Efficace donc - le département a compté jusqu'à 1 000 foyers détectés - et avec finalement peu d'effets secondaires, semble-t-il. Après vaccination, seulement 30 éleveurs ont signalé à la Direction des services vétérinaires des événements sanitaires qui ont touché 148 animaux (dont 22 morts onze euthanasiés et onze avortements). à rapprocher des 500 000 animaux vaccinés, comme le fait remarquer le docteur Christian Salabert. De fait, onze ont été indemnisés, puisque les problèmes ont été signalés 24 heures après vaccination et que la cause était clairement établie. Sur la période 2008-2009, le Cantal enregistre une quatrième campagne sans foyer de tuberculose, alors que la maladie pose problème en Dordogne ou en Côte-d'Or. Mieux, onzième campagne sans foyer de brucellose détecté. Le GDS rappelle cependant qu'il est obligatoire de signaler les avortements. D'autant qu'ils peuvent évidemment être liés à une toute autre pathologie. Bon résultat toujours avec la leucose bovine enzootique, maladie dont le rythme de contrôle reste quinquennal : sur les 981 cheptels contrôlés, aucun n'a été dépisté infecté. Pour assurer les troupeaux cantaliens du maintien de l'appellation “cheptel assaini en varron”, des analyses sérologiques restent programmées de manière aléatoire. Dans ce cadre, un seul animal a été détecté séropositif sur 336 cheptels contrôlés. Et encore, sans doute du fait d'anticorps persistants, car l'animal est aujourd'hui âgé de plus de 20 ans !

Le point sanitaire

“Concernant l'IBR, nous en sommes à la quatrième campagne de prophylaxie pour laquelle le dépistage est obligatoire”, souligne le rapporteur.
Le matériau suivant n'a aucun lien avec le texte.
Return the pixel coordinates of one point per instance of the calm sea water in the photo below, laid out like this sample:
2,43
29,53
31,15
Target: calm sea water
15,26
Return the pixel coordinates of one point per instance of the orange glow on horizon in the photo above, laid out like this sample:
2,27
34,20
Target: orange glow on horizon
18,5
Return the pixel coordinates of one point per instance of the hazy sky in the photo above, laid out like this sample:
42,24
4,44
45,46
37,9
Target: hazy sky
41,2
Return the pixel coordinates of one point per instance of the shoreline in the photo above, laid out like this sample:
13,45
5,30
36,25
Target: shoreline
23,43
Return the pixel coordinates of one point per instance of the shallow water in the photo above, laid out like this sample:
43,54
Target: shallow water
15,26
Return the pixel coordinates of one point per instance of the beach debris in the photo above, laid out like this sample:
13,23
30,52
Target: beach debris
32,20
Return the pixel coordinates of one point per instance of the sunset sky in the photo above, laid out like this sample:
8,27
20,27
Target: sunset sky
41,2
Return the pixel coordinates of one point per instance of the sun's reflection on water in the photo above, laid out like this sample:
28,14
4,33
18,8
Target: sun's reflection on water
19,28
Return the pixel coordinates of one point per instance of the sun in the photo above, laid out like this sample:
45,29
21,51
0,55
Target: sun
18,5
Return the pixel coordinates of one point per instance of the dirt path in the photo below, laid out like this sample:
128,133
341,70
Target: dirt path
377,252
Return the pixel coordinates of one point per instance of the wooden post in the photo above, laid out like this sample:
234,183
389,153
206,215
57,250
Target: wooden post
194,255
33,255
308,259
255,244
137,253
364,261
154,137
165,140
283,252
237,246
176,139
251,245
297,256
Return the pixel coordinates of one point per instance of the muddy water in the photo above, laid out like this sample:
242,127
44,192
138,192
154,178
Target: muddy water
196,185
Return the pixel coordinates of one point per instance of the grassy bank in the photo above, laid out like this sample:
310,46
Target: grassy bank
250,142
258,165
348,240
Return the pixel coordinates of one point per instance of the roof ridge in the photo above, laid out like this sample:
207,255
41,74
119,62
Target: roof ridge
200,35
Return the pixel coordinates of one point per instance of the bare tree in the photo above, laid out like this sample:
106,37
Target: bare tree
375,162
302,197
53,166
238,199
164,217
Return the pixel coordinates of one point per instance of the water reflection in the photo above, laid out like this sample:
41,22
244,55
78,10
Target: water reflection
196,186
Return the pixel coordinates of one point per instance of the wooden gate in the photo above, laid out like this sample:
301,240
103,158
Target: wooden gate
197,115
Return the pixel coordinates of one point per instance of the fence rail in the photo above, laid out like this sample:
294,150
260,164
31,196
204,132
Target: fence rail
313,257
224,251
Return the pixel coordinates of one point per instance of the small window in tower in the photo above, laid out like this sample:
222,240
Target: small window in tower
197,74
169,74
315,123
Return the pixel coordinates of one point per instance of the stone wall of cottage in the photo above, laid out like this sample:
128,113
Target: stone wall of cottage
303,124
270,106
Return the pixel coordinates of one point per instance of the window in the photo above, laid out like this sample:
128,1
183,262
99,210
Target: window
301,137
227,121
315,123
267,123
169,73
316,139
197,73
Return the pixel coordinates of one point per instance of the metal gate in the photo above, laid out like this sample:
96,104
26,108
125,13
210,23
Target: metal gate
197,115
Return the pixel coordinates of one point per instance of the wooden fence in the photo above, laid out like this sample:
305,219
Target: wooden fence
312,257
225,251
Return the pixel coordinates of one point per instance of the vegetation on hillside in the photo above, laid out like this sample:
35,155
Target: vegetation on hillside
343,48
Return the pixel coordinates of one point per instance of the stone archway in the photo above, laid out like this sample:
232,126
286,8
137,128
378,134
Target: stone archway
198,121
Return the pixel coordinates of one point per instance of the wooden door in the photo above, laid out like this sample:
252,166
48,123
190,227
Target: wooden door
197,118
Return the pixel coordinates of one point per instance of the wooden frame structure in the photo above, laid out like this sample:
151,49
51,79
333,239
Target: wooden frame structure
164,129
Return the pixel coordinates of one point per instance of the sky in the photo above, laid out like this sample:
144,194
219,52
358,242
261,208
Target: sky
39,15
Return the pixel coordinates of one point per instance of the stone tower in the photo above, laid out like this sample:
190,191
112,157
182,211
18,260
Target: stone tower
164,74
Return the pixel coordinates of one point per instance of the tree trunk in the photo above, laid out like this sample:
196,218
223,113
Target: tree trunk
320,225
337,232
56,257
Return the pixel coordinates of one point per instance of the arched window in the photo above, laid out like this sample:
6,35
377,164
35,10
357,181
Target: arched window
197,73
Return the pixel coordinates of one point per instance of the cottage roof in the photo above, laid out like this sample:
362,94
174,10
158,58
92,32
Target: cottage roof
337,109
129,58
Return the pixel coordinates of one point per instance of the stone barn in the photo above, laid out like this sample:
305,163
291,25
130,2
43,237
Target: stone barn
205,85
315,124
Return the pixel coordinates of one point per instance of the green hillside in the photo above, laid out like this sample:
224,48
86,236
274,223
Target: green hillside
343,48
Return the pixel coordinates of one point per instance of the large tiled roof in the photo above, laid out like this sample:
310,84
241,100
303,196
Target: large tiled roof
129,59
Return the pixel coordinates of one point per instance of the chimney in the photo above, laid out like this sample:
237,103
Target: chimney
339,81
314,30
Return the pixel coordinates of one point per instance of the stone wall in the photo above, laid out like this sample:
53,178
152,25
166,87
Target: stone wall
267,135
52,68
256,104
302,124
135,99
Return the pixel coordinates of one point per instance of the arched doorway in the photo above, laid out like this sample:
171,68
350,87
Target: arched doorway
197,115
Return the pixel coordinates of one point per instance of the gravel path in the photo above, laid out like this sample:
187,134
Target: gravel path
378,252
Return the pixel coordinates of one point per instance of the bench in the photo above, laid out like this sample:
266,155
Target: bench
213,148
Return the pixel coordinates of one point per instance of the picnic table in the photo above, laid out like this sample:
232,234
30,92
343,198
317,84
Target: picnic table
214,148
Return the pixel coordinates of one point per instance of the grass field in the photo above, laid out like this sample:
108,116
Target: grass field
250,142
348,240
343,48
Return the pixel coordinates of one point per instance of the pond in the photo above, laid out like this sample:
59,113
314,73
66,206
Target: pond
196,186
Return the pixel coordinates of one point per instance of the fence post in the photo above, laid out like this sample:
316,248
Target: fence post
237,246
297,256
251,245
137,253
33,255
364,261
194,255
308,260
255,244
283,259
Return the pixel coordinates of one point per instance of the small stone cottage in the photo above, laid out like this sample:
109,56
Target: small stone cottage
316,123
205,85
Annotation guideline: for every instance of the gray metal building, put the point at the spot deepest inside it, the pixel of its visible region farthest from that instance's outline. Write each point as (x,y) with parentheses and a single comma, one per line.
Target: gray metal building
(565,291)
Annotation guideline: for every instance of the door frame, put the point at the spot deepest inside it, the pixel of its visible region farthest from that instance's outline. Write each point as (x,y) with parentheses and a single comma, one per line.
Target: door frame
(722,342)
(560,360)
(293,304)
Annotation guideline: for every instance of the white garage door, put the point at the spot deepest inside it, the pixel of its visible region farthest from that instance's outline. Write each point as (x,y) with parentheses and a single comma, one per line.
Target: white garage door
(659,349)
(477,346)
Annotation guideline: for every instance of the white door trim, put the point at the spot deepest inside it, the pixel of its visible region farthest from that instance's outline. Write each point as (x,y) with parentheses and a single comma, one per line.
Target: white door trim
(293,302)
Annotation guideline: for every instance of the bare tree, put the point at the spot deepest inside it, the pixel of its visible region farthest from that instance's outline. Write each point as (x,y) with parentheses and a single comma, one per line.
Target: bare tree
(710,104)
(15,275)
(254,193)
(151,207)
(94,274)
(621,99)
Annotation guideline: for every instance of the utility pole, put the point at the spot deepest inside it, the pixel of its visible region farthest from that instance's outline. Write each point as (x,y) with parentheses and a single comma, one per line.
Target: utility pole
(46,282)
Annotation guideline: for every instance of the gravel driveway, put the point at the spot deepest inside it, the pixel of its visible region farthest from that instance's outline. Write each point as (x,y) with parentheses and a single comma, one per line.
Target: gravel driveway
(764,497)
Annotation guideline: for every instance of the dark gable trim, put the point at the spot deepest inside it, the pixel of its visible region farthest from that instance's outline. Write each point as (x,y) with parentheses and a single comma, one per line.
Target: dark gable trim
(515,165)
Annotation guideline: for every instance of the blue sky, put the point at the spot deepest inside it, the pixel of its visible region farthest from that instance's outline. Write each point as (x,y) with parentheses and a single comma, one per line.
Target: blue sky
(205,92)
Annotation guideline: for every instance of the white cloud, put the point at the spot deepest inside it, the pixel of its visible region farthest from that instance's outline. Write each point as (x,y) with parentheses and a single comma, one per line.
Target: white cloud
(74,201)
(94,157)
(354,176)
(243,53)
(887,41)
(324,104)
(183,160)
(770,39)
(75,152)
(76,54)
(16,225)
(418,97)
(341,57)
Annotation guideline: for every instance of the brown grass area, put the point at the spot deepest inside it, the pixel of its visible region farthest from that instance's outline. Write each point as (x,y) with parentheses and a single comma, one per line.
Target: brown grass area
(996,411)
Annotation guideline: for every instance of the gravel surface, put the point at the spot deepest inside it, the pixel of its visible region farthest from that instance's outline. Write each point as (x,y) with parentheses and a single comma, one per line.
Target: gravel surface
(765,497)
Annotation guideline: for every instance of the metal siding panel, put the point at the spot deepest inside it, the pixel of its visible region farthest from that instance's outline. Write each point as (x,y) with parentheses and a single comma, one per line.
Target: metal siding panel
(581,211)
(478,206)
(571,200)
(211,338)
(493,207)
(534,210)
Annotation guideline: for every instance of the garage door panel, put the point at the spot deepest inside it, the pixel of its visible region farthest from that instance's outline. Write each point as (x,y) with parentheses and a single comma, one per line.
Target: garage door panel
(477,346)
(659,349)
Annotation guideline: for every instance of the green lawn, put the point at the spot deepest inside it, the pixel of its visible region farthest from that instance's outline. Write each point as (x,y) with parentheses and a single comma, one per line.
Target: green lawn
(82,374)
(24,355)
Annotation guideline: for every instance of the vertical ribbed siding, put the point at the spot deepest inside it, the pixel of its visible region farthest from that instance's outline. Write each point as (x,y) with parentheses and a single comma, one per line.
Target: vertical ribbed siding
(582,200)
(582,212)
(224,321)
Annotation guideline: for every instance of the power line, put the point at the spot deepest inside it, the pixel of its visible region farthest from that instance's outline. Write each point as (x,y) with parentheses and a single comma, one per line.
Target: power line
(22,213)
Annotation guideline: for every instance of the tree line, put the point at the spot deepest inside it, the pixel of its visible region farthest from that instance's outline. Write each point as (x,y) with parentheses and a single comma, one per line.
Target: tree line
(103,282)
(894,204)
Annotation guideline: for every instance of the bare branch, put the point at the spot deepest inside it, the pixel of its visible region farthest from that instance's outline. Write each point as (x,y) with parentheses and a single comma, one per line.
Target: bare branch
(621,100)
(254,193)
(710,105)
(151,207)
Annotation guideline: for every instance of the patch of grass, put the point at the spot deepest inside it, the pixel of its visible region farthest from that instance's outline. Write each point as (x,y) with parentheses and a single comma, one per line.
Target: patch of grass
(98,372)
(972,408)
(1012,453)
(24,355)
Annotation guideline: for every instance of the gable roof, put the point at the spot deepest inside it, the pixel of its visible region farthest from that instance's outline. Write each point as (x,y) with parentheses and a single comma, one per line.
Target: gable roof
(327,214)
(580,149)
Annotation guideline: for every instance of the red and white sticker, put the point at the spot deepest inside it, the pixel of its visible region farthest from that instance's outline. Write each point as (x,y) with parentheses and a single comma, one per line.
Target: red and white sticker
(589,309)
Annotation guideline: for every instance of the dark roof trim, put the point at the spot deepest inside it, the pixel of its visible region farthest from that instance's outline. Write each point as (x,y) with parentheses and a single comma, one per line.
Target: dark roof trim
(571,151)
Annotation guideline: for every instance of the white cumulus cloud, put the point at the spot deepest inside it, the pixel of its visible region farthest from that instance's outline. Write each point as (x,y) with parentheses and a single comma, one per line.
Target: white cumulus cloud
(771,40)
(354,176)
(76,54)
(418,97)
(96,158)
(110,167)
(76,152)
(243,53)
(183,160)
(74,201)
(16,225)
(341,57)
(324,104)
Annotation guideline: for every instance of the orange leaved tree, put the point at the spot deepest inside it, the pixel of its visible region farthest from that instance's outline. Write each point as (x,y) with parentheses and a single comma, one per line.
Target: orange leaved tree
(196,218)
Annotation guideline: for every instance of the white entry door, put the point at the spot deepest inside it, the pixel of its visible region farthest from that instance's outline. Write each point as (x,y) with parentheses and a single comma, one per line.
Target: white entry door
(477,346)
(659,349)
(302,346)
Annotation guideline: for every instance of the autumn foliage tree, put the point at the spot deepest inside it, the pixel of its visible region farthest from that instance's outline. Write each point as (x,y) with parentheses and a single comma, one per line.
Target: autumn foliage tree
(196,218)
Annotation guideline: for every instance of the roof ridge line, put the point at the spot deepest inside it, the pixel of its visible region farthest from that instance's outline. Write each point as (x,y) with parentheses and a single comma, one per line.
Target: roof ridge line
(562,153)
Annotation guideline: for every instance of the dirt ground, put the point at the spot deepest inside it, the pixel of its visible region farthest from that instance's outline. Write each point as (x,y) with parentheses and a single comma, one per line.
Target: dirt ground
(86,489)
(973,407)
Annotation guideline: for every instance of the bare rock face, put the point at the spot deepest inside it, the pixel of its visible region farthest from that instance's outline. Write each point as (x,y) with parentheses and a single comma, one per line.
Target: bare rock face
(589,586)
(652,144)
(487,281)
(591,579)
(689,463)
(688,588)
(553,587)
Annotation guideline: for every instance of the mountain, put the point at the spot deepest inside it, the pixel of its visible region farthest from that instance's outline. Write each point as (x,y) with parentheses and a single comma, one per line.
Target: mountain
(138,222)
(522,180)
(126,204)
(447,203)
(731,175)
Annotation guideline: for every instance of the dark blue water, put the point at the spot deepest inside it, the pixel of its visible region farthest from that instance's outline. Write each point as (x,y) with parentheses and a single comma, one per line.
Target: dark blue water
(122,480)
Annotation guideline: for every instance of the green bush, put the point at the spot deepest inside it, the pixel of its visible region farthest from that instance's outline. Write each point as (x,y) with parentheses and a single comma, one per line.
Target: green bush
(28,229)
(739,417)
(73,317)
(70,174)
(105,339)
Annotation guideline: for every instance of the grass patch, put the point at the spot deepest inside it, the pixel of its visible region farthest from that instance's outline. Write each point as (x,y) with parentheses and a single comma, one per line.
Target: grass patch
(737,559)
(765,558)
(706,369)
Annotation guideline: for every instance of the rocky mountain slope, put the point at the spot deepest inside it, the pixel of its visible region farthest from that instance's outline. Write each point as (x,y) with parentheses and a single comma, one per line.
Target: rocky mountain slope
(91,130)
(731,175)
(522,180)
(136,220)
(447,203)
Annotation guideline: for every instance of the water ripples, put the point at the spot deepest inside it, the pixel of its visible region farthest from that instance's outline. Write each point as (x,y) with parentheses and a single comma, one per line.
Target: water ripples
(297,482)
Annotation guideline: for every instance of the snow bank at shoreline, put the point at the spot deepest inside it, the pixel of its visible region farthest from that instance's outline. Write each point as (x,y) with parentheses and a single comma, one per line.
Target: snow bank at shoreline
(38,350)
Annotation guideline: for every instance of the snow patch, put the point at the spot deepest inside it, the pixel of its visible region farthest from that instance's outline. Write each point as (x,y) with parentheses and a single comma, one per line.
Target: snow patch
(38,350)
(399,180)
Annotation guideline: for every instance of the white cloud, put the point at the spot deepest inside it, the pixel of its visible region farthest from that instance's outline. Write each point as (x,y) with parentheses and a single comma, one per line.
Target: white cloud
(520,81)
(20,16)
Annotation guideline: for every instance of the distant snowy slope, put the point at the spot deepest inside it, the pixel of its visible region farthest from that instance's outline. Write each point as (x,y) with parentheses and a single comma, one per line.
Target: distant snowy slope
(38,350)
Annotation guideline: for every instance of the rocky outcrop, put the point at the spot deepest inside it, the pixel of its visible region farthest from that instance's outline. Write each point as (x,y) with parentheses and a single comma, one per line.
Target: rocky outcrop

Il précise qu'une baisse significative de 13 % en un an est enregistrée : sur 216 000 bovins analysés, seulement 1,8 % a obtenu un résultat positif (soit 26 671 bovins, plutôt vieillissants). Ce qui traduit bien l'accélération de l'assainissement des cheptels. Et puis... il y a le BVD. Relativement répandu dans notre département et qui provoque des troubles sanitaires importants à l'origine de pertes économiques conséquentes. Le GDS s'investit dans la lutte collective en poursuivant des actions telles que le dépistage des Ipi chez les jeunes animaux ou le plan d'analyses sérologiques du lait. “Nous avons élargi le spectre des actions proposant un plan d'analyses sérologiques par mélange de 20 sérums sur les animaux de deux et trois ans prélevés dans le cadre de la prophylaxie, permettant de détecter précocement une circulation virale”, a rappelé le président, Michel Combes, non sans préciser que cette nouvelle action est financée à 100 % par le GDS et le Conseil général. Concernant l'action de dépistage des Ipi, proposée depuis trois ans, sur 426 éleveurs qui ont pu bénéficier de l'aide, 58 ont détecté des bovins porteurs du virus. En 2009, 45 plans d'assainissement étaient soldés et 43 initiés. En 2010, déjà 58 sont en place. “La complémentarité des protocoles va dans l'intérêt de tous, car le BVD provoque des dégâts sanitaires importants dans les troupeaux”, insiste le GDS 15. Le tour des maladies des bovins se conclut par un point sur la paratuberculose. Depuis trois ans, le dépistage est pris en charge à hauteur de 25 % : 137 élevages en ont profité. D'autre part, 31 éleveurs bénéficient d'une garantie de cheptel en matière de paratuberculose (notamment élevage limousin).

 

Pas de brucellose chez les ovins et caprins

Sur le reste de la ferme Cantal, pas de brucellose chez les ovins et caprins, seulement un cas de tremblante dépisté dans un élevage de brebis. Dans les élevages de porcs, les prophylaxies de la maladie d'Aujeszky et du SDRP n'ont mis en évidence aucun cas. Cependant, sur cette dernière pathologie, une recherche systématique est effectuée sur les cheptels naisseurs et naisseurs-engraisseurs. Le GDS poursuit le financement de cette prophylaxie à hauteur de 100 %. Enfin, chez les apiculteurs, on a enregistré une meilleure récolte en 2009 qu'en 2008 et moins de mortalité hivernale. Hélas, le fameux frelon asiatique est bien installé dans le Cantal.